How to build clusters for scientific applications-as-a-service

How can we make a workload easier on cloud? In a previous article we presented the lay of the land for HPC workload management in an OpenStack environment. A substantial part of the work done to date focuses on automating the creation of a software-defined workload management environment – SLURM-as-a-Service.

SLURM is only one narrow (but widely used) use case in a broad ecosystem of multi-node scientific application clusters: let’s not over-specialize. It raises the question of what is needed to make a generally useful, flexible system for creating Cluster-as-a-Service?

What do users really want?

A user of the system will not care how elegantly the infrastructure is orchestrated:

Users will want support for the science tools they need, and when new tools are needed, the users will want support for those too.
Users will want to get started with minimal effort. The learning curve they must climb to deploy tools needs to be shallow.
Users will want easy access to the datasets upon which their research is based.

Scientists certainly do not want to be given clusters which in truth are just replicated infrastructure. We must provide immediately useful environments that don’t require scientists to be sysadmins. The time to science (or more bluntly, the time to paper) is pretty much the foremost consideration. Being able to use automation to reliably reproduce research findings comes a close second.

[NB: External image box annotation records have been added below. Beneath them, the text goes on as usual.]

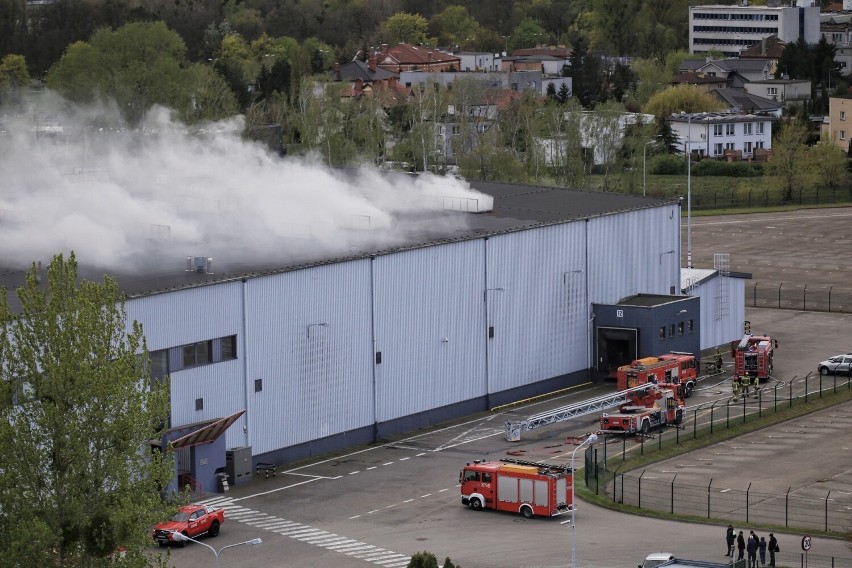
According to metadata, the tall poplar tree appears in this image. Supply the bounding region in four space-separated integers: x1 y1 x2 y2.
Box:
0 253 172 568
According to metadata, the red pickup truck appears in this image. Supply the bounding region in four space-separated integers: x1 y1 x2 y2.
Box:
151 505 225 546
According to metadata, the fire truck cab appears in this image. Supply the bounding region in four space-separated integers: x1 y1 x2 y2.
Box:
616 352 698 398
459 459 574 519
731 333 778 380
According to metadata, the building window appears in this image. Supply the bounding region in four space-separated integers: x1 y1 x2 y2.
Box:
182 341 213 369
219 335 237 361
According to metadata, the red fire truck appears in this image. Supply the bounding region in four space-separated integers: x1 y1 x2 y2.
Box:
731 333 778 380
459 458 574 519
601 383 683 434
616 351 698 398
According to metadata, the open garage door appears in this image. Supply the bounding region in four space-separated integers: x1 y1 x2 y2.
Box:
596 326 639 379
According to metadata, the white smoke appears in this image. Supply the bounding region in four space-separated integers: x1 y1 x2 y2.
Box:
0 96 493 272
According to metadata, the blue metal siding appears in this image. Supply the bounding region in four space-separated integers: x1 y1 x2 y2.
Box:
373 239 485 422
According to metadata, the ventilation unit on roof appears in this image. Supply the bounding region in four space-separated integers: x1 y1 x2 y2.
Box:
186 256 213 274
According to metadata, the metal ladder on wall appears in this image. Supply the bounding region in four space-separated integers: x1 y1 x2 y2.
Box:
506 384 648 442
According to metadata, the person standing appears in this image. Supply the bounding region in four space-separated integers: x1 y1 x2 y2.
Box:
725 524 737 557
746 531 757 568
766 533 781 566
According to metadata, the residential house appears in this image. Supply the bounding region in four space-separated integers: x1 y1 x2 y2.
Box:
375 43 461 73
689 0 820 57
455 51 500 71
710 88 784 118
744 79 811 104
820 95 852 152
669 112 773 160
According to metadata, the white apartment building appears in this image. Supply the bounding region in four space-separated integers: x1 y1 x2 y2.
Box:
689 0 820 57
670 112 772 159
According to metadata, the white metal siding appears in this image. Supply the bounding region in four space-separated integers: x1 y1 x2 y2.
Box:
486 222 589 393
588 205 680 304
240 259 374 454
373 239 485 422
125 282 243 353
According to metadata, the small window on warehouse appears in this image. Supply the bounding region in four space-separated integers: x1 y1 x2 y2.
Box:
183 341 213 369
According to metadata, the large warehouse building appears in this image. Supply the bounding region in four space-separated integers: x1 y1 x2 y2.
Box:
3 173 743 490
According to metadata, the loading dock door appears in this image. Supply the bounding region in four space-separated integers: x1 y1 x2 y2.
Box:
595 326 639 379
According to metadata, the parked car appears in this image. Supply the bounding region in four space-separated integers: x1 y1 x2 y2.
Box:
151 505 225 546
817 353 852 375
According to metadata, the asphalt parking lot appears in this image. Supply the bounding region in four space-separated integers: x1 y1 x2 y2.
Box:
160 208 852 568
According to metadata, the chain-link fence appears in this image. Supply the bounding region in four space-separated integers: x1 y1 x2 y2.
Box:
586 374 852 540
746 282 852 313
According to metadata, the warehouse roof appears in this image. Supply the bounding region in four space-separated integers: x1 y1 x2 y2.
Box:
0 178 678 310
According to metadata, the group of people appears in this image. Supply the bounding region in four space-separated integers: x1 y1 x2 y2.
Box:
725 525 781 568
731 376 760 402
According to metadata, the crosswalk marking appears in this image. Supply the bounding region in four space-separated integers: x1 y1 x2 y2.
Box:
201 497 410 568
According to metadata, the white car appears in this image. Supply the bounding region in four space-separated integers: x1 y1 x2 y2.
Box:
817 353 852 375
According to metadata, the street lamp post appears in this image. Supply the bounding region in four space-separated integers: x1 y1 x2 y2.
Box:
562 434 598 568
166 531 263 568
642 138 657 197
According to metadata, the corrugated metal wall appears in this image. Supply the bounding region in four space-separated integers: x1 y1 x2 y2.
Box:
128 205 680 462
245 259 374 454
485 222 589 393
691 274 745 349
373 239 485 422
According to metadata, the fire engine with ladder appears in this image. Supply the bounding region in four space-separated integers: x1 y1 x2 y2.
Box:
731 332 778 380
616 351 698 398
600 383 683 435
459 458 574 519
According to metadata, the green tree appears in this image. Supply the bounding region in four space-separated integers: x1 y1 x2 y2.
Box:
0 253 173 568
764 121 809 202
642 85 725 118
46 22 193 126
381 12 431 45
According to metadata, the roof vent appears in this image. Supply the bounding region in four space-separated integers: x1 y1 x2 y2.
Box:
186 256 213 274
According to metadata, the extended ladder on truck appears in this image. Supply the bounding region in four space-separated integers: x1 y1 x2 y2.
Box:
506 384 660 442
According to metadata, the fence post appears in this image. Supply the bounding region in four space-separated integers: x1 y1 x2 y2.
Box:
784 486 793 527
672 474 676 516
746 481 751 524
707 477 713 519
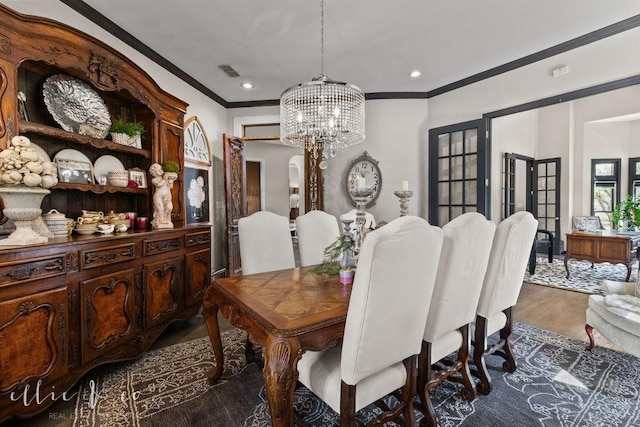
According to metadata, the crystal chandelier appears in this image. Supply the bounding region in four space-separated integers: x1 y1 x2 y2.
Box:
280 0 365 164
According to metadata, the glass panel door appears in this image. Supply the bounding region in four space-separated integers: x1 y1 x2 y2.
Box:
533 158 561 255
429 119 489 225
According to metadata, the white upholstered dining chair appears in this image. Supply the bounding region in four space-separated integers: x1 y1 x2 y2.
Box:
418 212 496 426
298 216 442 426
296 210 340 267
238 211 296 275
472 211 538 394
238 211 296 365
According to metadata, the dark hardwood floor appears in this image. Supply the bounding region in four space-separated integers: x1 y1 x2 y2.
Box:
2 283 620 427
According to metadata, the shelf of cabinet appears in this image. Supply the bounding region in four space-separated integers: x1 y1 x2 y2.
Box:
18 120 151 159
53 182 148 194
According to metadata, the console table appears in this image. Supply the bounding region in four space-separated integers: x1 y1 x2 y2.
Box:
564 230 640 282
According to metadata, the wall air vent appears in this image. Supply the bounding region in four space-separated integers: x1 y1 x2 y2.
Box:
218 65 240 77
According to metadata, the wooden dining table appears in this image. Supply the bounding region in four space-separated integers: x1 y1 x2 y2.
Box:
203 267 351 426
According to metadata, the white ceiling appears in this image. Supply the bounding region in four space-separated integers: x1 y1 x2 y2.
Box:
22 0 640 102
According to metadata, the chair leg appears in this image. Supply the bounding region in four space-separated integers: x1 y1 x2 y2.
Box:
529 240 536 274
340 381 356 427
417 341 438 427
400 356 417 426
473 316 491 395
584 323 596 351
500 307 516 373
458 324 478 402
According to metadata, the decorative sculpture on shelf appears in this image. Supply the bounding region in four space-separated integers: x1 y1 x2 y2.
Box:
349 187 373 255
149 162 180 228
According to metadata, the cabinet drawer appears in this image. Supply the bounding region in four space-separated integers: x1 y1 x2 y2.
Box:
0 255 65 285
184 231 211 247
143 236 181 256
80 243 136 270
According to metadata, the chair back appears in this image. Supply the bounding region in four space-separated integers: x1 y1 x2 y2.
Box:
296 210 340 267
477 211 538 319
424 212 496 343
340 216 442 385
238 211 296 274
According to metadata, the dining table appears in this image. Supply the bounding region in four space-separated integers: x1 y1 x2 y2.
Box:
203 267 351 426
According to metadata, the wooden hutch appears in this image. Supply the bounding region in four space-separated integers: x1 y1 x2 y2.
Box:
0 5 211 422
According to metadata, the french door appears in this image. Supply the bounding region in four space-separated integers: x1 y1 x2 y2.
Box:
532 157 561 255
429 119 490 226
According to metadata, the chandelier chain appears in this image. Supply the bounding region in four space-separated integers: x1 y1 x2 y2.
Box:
320 0 324 76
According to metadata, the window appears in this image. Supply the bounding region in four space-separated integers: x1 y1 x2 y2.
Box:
591 159 620 229
629 157 640 200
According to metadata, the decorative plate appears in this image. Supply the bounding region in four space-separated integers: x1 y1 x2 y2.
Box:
93 154 128 179
42 74 111 138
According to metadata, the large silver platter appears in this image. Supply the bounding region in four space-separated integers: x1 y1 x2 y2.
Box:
42 74 111 138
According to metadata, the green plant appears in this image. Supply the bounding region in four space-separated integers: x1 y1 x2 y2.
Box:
109 119 144 136
311 234 356 275
162 160 180 173
611 194 640 228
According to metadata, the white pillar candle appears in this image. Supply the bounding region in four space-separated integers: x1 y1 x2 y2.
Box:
358 176 367 190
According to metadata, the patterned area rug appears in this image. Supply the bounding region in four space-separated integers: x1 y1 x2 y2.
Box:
524 257 638 294
74 324 640 427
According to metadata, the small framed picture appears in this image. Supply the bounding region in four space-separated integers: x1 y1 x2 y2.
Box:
129 169 147 188
56 159 94 184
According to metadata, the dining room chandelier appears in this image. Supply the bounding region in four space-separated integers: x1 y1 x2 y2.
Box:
280 0 365 163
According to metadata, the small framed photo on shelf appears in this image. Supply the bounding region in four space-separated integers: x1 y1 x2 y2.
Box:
56 159 94 184
129 169 147 188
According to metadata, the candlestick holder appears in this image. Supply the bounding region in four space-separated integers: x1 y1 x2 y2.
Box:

Application building blocks

A really useful application cluster service is built with several key design criteria taken into account:

- The right model for sharing. Do we provide a globally-available shared infrastructure, project-level multi-user infrastructure or per-user isolation? Per-user isolation might work until the user decides they prefer to collaborate. But can a user trust every other user in their project? Per-project sharing might work unless the users don’t actually trust one another (which might in itself be a bigger problem).
- Users on the cluster. Are the members of the project also to be the users of the cluster? In this case, we should do what we can to offer a cluster deployment that is tightly integrated with the OpenStack environment. Why not authenticate with their OpenStack credentials, for example? In a different service model, the OpenStack project members are the cluster admins, not its users. If the cluster is being provided as a service to others who have no connection with the infrastructure, an external mechanism is required to list the users, and to authenticate them. Some flexibility should be supported in an effective solution.
- Easy data access. Copying user files into a cluster introduces a boundary to cross, which adds inconvenience for using that resource. Furthermore, copying data in requires the same data to be stored in two (or more) places. Where a cluster requires a shared filesystem, creating its own ad-hoc filesystem is unlikely to be the best solution. In the same manner as provider networks, a cluster should support “provider filesystems” – site production filesystems that are exported from other infrastructure in the data center. Large scientific datasets may also be required, and are often mediated using platform data services such as iRODS, or HDF5 (note, that’s a 5). Object storage (S3 in particular) is seen as the long-term solution for connecting applications with datasets, and does appear to be the direction of travel for many. However, sharing read-only filesystems, at either file or block level, are simple and universal approaches that work perfectly well. Both are also well-established choices.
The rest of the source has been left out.